Database Searches. The bill authorizes the attorney general to search information in the terrorist identification databases against CODIS; the FBI’s Integrated Automated Fingerprint Identification System; other databases maintained by federal, state, or local law enforcement agencies; and other databases the attorney general deems appropriate. The attorney general may also authorize those maintaining these databases to search the FBI’s terrorist database.
Population Statistics Database. The bill authorizes DNA records maintained in these databases to be disclosed for quality control and protocol development purposes and for a population statistics database. Personally identifiable information must be removed before the records can be shared for these purposes.
Relation to Other Laws. The bill specifies that DNA samples, records, and other information may be used and disclosed in accordance with the bill’s terms, notwithstanding limitation of the use and disclosure mandated by the DNA Identification Act of 1994 (42 USC §§ 14131-14134), the DNA Analysis Backlog Elimination Act of 2000 (42 USC §§ 14135-14135e), or any other law. Those laws generally restrict records and record sharing to entities participating and certified by CODIS.
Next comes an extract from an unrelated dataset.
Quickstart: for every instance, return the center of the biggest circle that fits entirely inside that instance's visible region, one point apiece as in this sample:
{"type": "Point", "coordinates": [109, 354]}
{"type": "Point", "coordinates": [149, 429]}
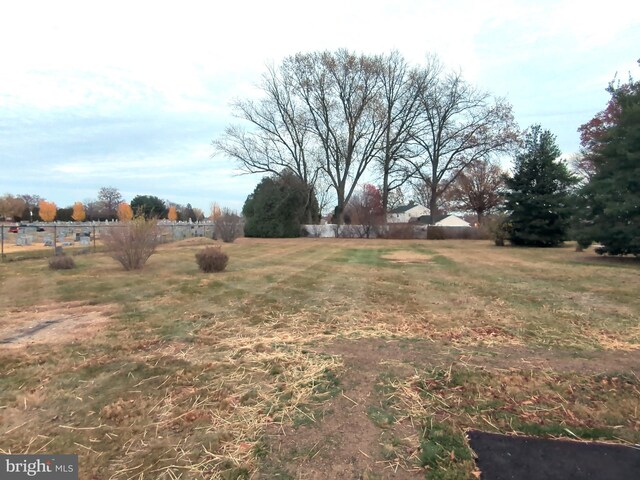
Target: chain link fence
{"type": "Point", "coordinates": [46, 239]}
It specifies that the databases are systems of records, which are exempt from disclosure except under circumstances specified in § 552a(j)(2) of the federal Freedom of Information Act (FOIA). Among other things, the bill excludes the database from FOIA provisions that allow people to request copies of federal records and those giving people mentioned in such records opportunities to correct them or record their disagreement with material relating to them.
Existing Authorities (§ 305)
The bill specifies that the authorities it grants are in addition to any authorities that may exist under any other source of law. Nothing in the bill may be construed to preclude the receipt, collection, analysis, maintenance, or dissemination of evidence or information pursuant to any other source of law.